For its second Beethoven festival concert of the summer season, the Nashville Symphony Orchestra joined forces with an old friend.
Alastair Willis, who led the NSO in a Grammy-nominated recording of Ravel a few years ago, was back on the podium on Friday night as guest conductor. The musicians must have been glad to have him back, because the NSO has seldom sounded so good.

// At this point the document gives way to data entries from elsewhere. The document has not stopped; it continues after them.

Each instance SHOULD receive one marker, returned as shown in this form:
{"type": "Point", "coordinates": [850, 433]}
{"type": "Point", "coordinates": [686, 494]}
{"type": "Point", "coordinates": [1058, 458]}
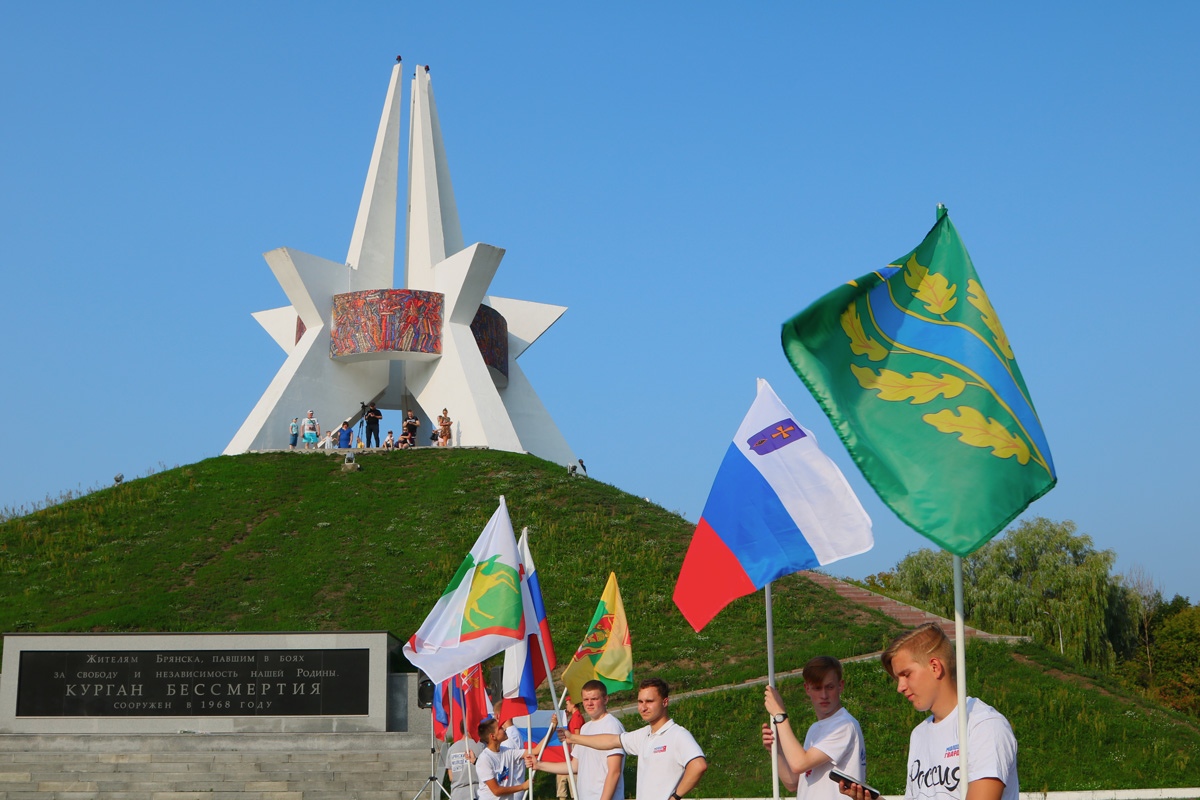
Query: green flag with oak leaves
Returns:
{"type": "Point", "coordinates": [916, 373]}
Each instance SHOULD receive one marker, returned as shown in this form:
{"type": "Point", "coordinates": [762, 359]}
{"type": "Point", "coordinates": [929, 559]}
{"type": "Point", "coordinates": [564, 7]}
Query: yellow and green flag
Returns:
{"type": "Point", "coordinates": [916, 373]}
{"type": "Point", "coordinates": [480, 613]}
{"type": "Point", "coordinates": [607, 651]}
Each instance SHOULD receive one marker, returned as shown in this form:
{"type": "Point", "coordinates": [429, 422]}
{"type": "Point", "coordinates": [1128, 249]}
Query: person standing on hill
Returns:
{"type": "Point", "coordinates": [311, 429]}
{"type": "Point", "coordinates": [345, 435]}
{"type": "Point", "coordinates": [833, 741]}
{"type": "Point", "coordinates": [372, 416]}
{"type": "Point", "coordinates": [923, 665]}
{"type": "Point", "coordinates": [408, 431]}
{"type": "Point", "coordinates": [501, 771]}
{"type": "Point", "coordinates": [670, 763]}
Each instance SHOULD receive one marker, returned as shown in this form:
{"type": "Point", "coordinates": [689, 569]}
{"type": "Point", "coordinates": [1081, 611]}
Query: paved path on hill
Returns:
{"type": "Point", "coordinates": [903, 613]}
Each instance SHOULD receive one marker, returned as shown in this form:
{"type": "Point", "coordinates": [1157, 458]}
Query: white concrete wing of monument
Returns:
{"type": "Point", "coordinates": [309, 378]}
{"type": "Point", "coordinates": [281, 324]}
{"type": "Point", "coordinates": [532, 421]}
{"type": "Point", "coordinates": [527, 320]}
{"type": "Point", "coordinates": [433, 232]}
{"type": "Point", "coordinates": [375, 358]}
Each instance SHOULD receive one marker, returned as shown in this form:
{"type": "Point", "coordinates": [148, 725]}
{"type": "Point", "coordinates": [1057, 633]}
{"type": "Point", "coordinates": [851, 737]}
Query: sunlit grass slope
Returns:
{"type": "Point", "coordinates": [288, 541]}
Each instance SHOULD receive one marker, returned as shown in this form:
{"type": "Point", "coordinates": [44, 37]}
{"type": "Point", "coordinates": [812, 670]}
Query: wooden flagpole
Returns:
{"type": "Point", "coordinates": [553, 698]}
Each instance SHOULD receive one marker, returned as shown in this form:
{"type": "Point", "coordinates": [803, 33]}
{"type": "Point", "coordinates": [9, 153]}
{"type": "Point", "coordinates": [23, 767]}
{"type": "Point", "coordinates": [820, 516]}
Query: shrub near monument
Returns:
{"type": "Point", "coordinates": [287, 541]}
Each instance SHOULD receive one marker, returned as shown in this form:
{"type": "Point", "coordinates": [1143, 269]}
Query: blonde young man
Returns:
{"type": "Point", "coordinates": [601, 771]}
{"type": "Point", "coordinates": [922, 662]}
{"type": "Point", "coordinates": [833, 741]}
{"type": "Point", "coordinates": [670, 763]}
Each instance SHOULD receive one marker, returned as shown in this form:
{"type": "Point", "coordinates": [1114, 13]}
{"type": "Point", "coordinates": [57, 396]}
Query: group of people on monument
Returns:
{"type": "Point", "coordinates": [307, 431]}
{"type": "Point", "coordinates": [831, 763]}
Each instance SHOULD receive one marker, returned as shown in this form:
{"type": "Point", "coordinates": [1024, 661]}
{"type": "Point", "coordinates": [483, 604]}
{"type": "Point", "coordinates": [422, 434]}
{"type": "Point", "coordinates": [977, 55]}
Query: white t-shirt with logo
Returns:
{"type": "Point", "coordinates": [661, 758]}
{"type": "Point", "coordinates": [505, 767]}
{"type": "Point", "coordinates": [840, 738]}
{"type": "Point", "coordinates": [934, 753]}
{"type": "Point", "coordinates": [593, 764]}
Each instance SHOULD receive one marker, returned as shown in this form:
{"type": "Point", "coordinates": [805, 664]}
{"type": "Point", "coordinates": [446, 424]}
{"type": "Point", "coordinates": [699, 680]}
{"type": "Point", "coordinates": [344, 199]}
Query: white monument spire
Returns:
{"type": "Point", "coordinates": [451, 344]}
{"type": "Point", "coordinates": [373, 241]}
{"type": "Point", "coordinates": [433, 230]}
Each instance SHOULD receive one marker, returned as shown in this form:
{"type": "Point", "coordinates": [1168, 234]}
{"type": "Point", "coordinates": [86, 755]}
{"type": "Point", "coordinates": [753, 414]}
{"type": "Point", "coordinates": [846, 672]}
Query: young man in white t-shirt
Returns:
{"type": "Point", "coordinates": [601, 771]}
{"type": "Point", "coordinates": [501, 771]}
{"type": "Point", "coordinates": [922, 661]}
{"type": "Point", "coordinates": [833, 741]}
{"type": "Point", "coordinates": [670, 763]}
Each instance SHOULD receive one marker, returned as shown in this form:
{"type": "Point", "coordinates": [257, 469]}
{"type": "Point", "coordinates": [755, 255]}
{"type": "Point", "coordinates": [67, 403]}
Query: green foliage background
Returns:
{"type": "Point", "coordinates": [288, 541]}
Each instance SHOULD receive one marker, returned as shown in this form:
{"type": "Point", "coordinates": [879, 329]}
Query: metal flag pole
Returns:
{"type": "Point", "coordinates": [553, 699]}
{"type": "Point", "coordinates": [771, 681]}
{"type": "Point", "coordinates": [960, 660]}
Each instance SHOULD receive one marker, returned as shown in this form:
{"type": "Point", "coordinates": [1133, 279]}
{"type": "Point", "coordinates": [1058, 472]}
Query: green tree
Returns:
{"type": "Point", "coordinates": [1179, 660]}
{"type": "Point", "coordinates": [1039, 579]}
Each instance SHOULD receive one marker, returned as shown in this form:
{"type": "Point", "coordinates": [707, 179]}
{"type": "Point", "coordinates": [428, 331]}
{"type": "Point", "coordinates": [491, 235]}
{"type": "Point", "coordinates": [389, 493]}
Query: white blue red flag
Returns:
{"type": "Point", "coordinates": [523, 666]}
{"type": "Point", "coordinates": [460, 704]}
{"type": "Point", "coordinates": [778, 505]}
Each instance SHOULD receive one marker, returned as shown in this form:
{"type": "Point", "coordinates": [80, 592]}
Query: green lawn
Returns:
{"type": "Point", "coordinates": [288, 541]}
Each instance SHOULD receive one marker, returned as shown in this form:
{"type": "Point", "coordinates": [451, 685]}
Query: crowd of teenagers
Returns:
{"type": "Point", "coordinates": [307, 432]}
{"type": "Point", "coordinates": [829, 764]}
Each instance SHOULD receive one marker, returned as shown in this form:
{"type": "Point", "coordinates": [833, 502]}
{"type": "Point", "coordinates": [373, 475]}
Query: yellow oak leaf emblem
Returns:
{"type": "Point", "coordinates": [859, 342]}
{"type": "Point", "coordinates": [931, 288]}
{"type": "Point", "coordinates": [978, 298]}
{"type": "Point", "coordinates": [921, 386]}
{"type": "Point", "coordinates": [976, 429]}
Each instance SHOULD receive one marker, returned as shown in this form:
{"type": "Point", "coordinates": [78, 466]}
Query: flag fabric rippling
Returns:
{"type": "Point", "coordinates": [778, 505]}
{"type": "Point", "coordinates": [480, 613]}
{"type": "Point", "coordinates": [606, 653]}
{"type": "Point", "coordinates": [918, 377]}
{"type": "Point", "coordinates": [523, 666]}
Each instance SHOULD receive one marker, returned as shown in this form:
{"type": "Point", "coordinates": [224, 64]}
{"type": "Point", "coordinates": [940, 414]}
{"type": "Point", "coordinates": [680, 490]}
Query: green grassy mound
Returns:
{"type": "Point", "coordinates": [288, 541]}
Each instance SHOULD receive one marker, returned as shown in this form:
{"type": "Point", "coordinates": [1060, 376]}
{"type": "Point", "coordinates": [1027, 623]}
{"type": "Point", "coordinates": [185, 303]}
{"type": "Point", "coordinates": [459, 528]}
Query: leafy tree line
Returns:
{"type": "Point", "coordinates": [1045, 581]}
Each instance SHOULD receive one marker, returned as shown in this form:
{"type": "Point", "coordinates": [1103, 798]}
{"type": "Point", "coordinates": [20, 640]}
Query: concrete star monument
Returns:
{"type": "Point", "coordinates": [439, 341]}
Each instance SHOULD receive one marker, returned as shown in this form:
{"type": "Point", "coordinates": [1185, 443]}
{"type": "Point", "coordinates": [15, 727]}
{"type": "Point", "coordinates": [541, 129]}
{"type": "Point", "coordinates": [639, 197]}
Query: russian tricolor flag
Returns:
{"type": "Point", "coordinates": [778, 505]}
{"type": "Point", "coordinates": [543, 727]}
{"type": "Point", "coordinates": [523, 667]}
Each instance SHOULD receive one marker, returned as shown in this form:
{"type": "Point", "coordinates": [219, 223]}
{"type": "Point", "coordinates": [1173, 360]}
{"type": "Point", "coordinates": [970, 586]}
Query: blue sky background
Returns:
{"type": "Point", "coordinates": [684, 176]}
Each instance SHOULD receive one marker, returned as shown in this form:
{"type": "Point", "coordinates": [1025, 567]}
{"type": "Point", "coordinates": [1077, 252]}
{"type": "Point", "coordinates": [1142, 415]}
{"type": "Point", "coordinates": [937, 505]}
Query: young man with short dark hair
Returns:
{"type": "Point", "coordinates": [833, 741]}
{"type": "Point", "coordinates": [501, 771]}
{"type": "Point", "coordinates": [600, 770]}
{"type": "Point", "coordinates": [670, 763]}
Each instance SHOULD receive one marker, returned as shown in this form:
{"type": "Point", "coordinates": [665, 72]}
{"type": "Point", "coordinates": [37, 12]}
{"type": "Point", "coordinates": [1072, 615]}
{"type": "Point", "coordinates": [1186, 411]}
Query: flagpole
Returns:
{"type": "Point", "coordinates": [553, 698]}
{"type": "Point", "coordinates": [771, 681]}
{"type": "Point", "coordinates": [960, 657]}
{"type": "Point", "coordinates": [529, 741]}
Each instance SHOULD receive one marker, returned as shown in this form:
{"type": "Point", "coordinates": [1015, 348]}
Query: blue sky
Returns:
{"type": "Point", "coordinates": [683, 176]}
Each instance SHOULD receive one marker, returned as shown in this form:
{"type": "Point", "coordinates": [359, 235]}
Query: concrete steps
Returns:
{"type": "Point", "coordinates": [222, 767]}
{"type": "Point", "coordinates": [903, 613]}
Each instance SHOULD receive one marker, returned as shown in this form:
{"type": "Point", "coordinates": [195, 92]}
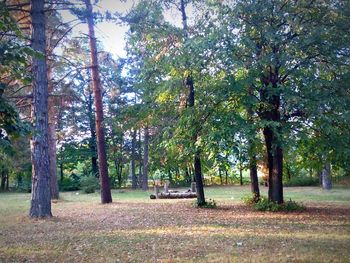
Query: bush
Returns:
{"type": "Point", "coordinates": [302, 181]}
{"type": "Point", "coordinates": [210, 203]}
{"type": "Point", "coordinates": [250, 199]}
{"type": "Point", "coordinates": [263, 204]}
{"type": "Point", "coordinates": [69, 184]}
{"type": "Point", "coordinates": [89, 184]}
{"type": "Point", "coordinates": [291, 206]}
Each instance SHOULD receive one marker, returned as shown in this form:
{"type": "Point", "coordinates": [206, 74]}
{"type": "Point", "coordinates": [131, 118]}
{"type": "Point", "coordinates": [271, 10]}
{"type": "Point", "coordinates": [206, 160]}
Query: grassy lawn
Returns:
{"type": "Point", "coordinates": [137, 229]}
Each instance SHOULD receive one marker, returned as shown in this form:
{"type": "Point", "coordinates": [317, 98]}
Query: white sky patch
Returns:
{"type": "Point", "coordinates": [112, 34]}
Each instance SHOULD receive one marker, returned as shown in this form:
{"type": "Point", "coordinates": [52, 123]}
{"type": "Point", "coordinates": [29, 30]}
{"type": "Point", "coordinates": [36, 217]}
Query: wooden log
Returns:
{"type": "Point", "coordinates": [178, 195]}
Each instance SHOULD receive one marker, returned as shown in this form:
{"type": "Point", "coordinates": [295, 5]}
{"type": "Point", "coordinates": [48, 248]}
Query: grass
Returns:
{"type": "Point", "coordinates": [136, 229]}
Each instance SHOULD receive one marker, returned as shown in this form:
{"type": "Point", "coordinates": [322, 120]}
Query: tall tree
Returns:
{"type": "Point", "coordinates": [189, 83]}
{"type": "Point", "coordinates": [106, 196]}
{"type": "Point", "coordinates": [41, 196]}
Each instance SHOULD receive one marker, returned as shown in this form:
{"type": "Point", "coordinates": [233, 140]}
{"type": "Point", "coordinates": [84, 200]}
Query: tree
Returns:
{"type": "Point", "coordinates": [41, 196]}
{"type": "Point", "coordinates": [106, 196]}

There was much to admire in Willis’ conducting, but two things stood out. First, he was a real detail man. His cues were spot-on, his accents all had the right amount of emphasis and his dynamic shadings were seemingly scientific in their precision – in his magnificent account of the Allegretto from Beethoven’s Seventh Symphony, for example, you could actually hear a big difference between soft (piano) and very soft (pianissimo) playing. Yet Willis never lost sight of the big picture, and his interpretations all had a clear sense of musical line. Apparently, he could admire Beethoven’s trees but still be aware of the breadth of the composer’s vast forest.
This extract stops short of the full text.